While meeting, set up a behavior system with the teacher so that you can monitor his behavior every day.  If his behaviors are acceptable at school, allow your son to have his normal privileges at home.  

If his behavior is unacceptable, take away his privileges for the day.  Do this on a day-by-day basis.

The privileges that could be involved include television, video games, computer, cell phone, sports, playing outside, being with friends and the use of any other electronics.  

Make sure you explain to him clearly and exactly what the plan is and follow through with your part every day.
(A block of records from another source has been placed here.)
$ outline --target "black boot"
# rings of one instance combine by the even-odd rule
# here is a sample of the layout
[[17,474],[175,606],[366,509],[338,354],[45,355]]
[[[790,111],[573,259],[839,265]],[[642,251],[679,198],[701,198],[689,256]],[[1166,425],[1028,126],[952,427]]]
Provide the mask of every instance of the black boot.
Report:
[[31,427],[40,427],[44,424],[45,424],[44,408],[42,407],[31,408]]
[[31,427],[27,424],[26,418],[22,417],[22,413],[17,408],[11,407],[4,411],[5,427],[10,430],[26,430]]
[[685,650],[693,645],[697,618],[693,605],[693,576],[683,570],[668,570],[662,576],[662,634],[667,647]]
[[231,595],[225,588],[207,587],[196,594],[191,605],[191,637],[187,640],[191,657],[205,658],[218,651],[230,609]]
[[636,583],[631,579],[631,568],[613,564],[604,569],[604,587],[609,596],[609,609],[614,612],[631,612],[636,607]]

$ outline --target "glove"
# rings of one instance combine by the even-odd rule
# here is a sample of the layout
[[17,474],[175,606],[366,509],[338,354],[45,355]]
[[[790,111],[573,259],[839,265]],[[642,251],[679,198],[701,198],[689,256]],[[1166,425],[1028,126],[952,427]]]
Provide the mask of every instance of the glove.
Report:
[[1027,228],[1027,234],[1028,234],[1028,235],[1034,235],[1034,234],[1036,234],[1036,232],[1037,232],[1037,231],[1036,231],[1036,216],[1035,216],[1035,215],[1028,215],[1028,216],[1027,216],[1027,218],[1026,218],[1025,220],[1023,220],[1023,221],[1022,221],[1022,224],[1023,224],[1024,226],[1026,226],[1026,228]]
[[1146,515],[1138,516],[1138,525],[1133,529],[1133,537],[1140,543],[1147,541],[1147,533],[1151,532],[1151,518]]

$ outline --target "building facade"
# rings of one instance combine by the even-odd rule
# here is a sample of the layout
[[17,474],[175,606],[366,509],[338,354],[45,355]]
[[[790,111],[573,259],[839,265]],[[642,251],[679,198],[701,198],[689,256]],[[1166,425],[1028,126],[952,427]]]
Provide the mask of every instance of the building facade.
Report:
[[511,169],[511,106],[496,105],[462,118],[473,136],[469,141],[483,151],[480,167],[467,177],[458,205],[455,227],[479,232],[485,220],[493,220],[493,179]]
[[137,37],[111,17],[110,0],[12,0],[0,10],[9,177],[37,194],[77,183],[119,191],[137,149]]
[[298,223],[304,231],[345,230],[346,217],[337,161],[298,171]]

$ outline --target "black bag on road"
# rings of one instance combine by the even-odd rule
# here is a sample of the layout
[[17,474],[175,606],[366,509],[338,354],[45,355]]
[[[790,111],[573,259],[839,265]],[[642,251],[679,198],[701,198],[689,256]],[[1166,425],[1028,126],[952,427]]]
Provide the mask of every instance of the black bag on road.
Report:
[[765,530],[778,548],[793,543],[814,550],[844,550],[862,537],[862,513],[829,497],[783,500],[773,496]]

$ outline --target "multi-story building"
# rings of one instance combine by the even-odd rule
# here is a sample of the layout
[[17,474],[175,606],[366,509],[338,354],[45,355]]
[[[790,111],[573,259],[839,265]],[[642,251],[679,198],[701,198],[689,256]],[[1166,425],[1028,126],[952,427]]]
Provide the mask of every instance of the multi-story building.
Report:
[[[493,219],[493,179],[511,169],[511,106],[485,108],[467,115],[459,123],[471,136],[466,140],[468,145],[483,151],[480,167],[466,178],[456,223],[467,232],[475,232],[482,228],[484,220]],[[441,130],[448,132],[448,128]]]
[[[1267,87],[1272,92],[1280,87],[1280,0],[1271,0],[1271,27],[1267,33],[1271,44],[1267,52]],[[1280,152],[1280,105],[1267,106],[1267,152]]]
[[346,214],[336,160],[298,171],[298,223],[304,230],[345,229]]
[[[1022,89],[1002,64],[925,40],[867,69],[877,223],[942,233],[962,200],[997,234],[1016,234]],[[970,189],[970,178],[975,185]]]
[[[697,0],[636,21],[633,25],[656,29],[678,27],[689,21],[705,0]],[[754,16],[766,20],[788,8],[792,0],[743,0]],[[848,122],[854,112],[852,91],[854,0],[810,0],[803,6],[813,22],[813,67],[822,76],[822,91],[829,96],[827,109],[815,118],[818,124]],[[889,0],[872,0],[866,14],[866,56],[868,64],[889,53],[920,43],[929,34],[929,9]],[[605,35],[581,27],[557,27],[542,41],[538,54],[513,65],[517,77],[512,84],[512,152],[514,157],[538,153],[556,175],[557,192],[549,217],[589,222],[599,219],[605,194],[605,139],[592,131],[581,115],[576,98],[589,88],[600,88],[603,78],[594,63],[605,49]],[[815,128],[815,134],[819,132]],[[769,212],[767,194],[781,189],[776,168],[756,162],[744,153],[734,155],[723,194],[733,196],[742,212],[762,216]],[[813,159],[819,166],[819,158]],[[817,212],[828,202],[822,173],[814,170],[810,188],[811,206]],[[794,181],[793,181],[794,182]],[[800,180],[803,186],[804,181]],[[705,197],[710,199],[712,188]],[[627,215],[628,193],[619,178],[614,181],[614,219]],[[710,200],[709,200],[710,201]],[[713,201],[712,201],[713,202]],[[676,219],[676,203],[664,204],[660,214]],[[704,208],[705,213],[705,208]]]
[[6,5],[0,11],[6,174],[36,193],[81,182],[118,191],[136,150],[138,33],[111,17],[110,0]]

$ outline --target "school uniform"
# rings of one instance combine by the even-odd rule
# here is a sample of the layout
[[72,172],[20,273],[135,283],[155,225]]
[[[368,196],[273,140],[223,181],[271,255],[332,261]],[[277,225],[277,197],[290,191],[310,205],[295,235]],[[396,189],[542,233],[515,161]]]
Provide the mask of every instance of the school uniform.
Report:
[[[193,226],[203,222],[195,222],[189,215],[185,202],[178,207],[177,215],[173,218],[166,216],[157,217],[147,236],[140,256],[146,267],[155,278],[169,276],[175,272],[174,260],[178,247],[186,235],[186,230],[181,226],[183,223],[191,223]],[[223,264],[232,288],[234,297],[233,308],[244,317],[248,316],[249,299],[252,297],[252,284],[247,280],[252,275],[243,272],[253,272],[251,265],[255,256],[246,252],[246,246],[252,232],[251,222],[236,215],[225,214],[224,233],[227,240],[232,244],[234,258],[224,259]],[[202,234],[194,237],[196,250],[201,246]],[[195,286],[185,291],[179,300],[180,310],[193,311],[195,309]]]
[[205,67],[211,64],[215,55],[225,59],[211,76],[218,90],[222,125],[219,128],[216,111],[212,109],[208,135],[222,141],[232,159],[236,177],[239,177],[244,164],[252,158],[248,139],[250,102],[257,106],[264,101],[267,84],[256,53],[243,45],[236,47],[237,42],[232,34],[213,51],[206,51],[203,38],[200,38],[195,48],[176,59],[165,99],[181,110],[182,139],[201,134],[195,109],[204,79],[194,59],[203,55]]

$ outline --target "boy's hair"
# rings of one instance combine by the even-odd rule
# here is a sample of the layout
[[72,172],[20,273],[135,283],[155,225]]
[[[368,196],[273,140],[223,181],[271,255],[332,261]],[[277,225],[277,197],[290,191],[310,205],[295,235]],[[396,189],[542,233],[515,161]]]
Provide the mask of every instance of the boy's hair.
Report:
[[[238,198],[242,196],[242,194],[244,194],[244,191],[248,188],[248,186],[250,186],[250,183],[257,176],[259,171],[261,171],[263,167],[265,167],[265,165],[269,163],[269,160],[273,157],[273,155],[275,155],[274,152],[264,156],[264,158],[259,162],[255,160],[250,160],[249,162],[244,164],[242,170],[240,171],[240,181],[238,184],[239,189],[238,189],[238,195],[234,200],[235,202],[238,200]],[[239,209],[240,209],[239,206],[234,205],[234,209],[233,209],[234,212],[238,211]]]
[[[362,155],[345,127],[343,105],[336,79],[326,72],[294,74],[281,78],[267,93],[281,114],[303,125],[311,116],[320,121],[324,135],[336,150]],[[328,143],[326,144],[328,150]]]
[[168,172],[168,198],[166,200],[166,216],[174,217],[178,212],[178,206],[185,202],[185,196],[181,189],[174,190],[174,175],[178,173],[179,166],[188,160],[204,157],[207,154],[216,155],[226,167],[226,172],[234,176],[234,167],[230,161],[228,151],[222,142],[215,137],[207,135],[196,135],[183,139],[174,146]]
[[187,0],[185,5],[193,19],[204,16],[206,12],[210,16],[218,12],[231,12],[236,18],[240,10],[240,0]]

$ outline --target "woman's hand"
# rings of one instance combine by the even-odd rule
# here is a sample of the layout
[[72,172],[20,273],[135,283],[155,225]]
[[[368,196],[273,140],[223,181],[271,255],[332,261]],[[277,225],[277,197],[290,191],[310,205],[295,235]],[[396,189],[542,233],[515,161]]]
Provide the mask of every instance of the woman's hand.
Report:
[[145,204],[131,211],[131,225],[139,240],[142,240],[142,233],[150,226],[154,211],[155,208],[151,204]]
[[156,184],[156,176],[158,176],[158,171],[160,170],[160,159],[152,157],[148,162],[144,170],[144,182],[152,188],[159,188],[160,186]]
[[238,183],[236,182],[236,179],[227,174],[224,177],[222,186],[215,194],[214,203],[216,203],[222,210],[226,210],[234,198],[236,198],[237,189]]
You need to realize that your son being a behavior problem at school is your problem at home.  You must take steps to resolve this.  If nothing is done at home, your son will continue with his unacceptable behavior at school.  This will allow the behaviors to escalate and become more out of control.  This could result in detentions, suspensions, alternative school assignment or even expulsion from the school district.

Each time your son misbehaves, he is missing out on crucial learning as well as keeping other students from learning.

Lastly, your little boy is not a little boy.  He is a seventh grader, which means it is time to stop thinking of him as a little boy.  You are enabling him to stay immature by referring to him as your little boy.  He is well on his way to becoming a young man and needs to handle the responsibilities of all young men his age.  This means that he must learn to be responsible for his behaviors.